Le gouvernement britannique va demander au parlement d’adopter une loi qui obligerait les FAI à fournir en temps-réel un accès à toutes les communications électroniques du pays, pour l’ensemble de la population, afin que les services secrets puissent réaliser une base de données qui leur permettra de savoir qui a l’habitude de parler avec qui.
Comme le dit ce qui devient un adage trop connu, 1984 était un roman qui n’était pas destiné à devenir un manuel. Pas plus que la bande dessinée V pour vendetta d’Alan Moore, qui a prêté son masque aux Anonymous. Ce week-end, la presse britannique a fait savoir que le gouvernement allait présenter une loi qui autoriserait la police et les services de sécurité à surveiller toutes les communications électroniques de l’ensemble des personnes résidant en Grande-Bretagne. Jusqu’à présent, seules les personnes faisant l’objet d’une enquête pouvaient faire l’objet d’une surveillance de leurs communications, sur autorisation.
"Le nouveau système devrait autoriser les agents de sécurité à vérifier qui parle à qui, et à quel moment les conversations sont tenues exactement, mais pas le contenu des message", précise le Guardian. Il rappelle qu’en 2009, les travaillistes avaient dû abandonner un projet similaire qui visait à rassembler dans une même base de données tous les appels téléphoniques, SMS, e-mails et autres connexions à internet. Les Tories et les Libéraux démocrates, qui sont actuellement au pouvoir dans une coalition, s’y étaient opposés...
Même si la nouvelle a été publiée un 1er avril, elle a bien été confirmée par le ministère de l’intérieur. La mesure pourrait être officiellement annoncée le 9 mai prochain, lors d’un discours prononcé par la reine Elizabeth, toujours sous le prétexte du terrorisme qui justifie toutes les atteintes à la vie privée.
"Il est vital que la police et les services de sécuirité soient capables d’obtenir des données de communication dans certaines circonstances, pour mener des enquêtes contre les crimes graves et le terrorisme", a expliqué un porte-parole du Home Office. "Les données de communications incluent l’heure, la durée et les numéros de téléphones d’un appel téléphonique, ou une adresse e-mail.

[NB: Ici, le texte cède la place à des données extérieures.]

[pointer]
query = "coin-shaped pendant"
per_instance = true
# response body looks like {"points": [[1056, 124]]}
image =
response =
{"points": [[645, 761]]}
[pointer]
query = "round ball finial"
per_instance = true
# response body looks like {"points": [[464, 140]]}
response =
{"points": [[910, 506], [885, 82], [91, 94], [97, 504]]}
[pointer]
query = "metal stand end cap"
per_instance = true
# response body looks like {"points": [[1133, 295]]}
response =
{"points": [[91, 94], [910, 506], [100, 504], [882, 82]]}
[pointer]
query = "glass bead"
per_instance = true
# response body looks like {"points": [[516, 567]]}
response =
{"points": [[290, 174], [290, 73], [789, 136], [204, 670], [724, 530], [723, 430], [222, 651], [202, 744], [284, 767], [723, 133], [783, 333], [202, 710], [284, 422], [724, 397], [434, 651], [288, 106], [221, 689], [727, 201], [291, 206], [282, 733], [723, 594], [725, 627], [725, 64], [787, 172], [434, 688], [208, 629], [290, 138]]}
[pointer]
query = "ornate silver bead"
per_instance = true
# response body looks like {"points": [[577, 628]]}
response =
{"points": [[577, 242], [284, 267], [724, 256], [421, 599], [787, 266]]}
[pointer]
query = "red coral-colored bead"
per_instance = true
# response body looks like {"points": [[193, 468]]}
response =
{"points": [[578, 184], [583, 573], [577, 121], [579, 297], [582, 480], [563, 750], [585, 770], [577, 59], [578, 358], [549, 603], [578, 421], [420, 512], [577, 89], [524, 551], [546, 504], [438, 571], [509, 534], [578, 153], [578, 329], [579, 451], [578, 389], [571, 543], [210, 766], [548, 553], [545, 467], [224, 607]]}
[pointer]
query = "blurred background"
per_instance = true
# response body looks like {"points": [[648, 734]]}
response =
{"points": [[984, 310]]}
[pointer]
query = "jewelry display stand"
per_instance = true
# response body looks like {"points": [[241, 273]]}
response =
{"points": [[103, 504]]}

Elles n’incluent pas le contenu d’une conversation téléphonique ou d’un e-mail".
Des méta-données très parlantes
Comme l’avait expliqué le journaliste Jean-Marc Manach dans un article consacré au Frenchelon, les méta-données sont devenues une information extrêmement importante pour les services de renseignement ; qui les jugent au moins aussi instructives que le contenu lui-même des communications. "Et toutes ces méta-données, on les stocke, sur des années et des années, et quand on s’intéresse à une adresse IP ou à un n° de tel, on va chercher dans nos bases de données, et on retrouve la liste de ses correspondants, pendant des années, et on arrive à reconstituer tout son réseau", expliquait Bernard Barbier, le directeur technique de la DGSE.

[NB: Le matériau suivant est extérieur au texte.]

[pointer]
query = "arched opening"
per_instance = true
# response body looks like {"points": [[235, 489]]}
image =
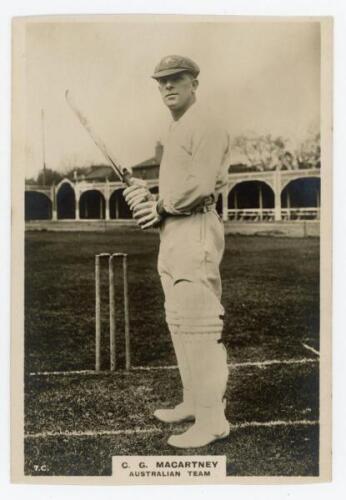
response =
{"points": [[66, 202], [252, 201], [37, 206], [92, 205], [154, 190], [300, 199], [118, 208]]}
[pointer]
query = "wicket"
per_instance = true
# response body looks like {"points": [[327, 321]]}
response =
{"points": [[112, 310]]}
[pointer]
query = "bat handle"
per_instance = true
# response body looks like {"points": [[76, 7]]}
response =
{"points": [[127, 178]]}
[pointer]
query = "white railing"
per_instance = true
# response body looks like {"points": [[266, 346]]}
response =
{"points": [[304, 213], [268, 214]]}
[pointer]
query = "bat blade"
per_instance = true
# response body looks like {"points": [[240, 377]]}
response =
{"points": [[121, 171]]}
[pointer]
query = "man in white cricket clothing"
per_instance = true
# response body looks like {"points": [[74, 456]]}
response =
{"points": [[193, 170]]}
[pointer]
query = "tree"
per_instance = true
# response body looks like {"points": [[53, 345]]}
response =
{"points": [[309, 151], [261, 151]]}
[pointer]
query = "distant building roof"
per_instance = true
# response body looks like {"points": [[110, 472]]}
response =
{"points": [[151, 162], [100, 172]]}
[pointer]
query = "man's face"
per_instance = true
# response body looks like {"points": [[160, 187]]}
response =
{"points": [[178, 91]]}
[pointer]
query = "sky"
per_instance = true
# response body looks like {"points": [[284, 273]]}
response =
{"points": [[260, 77]]}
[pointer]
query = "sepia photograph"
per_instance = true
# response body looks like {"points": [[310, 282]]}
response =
{"points": [[172, 221]]}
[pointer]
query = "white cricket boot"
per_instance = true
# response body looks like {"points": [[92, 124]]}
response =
{"points": [[211, 425], [182, 412]]}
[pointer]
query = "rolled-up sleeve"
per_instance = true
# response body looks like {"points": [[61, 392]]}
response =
{"points": [[209, 148]]}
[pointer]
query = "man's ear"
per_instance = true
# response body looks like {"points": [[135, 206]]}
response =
{"points": [[195, 84]]}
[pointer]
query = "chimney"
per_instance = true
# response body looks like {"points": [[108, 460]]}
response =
{"points": [[158, 151]]}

Interrogé par la BBC, le député conservateur David Davis, spécialiste des questions relatives au ministère de l’intérieur, s’insurge. "Ce dont on parle n’est pas de se concentrer sur les terroristes ou les criminels, mais sur les e-mails, les appels téléphoniques, les accès web d’absolument tout le monde", insiste-t-il. Pour lui, se passer du regard d’un juge pour observer les communications des citoyens va au delà de ce qui devrait être permis "dans une société civilisée décente". Même attaque pour Nick Pickles, le directeur des Big Brother Awards.
"C’est une attaque absolue contre la vie privée sur Internet et il n’est absolument pas dit que ça va améliorer la sécurité du public", juge-t-il en estimant que la Grande-Bretagne rejoindrait "la Chine et l’Iran" dans son contrôle des communications.
Lors des émeutes à l’été 2011, le gouvernement britannique avait déjà franchi une étape inédite, en évoquant la possibilité de couper les réseaux sociaux et les communications mobiles pour désorganiser les manifestants. Il avait aussi demandé aux services secrets de déchiffrer les communications utilisant le système BlackBerry Messenger de RIM.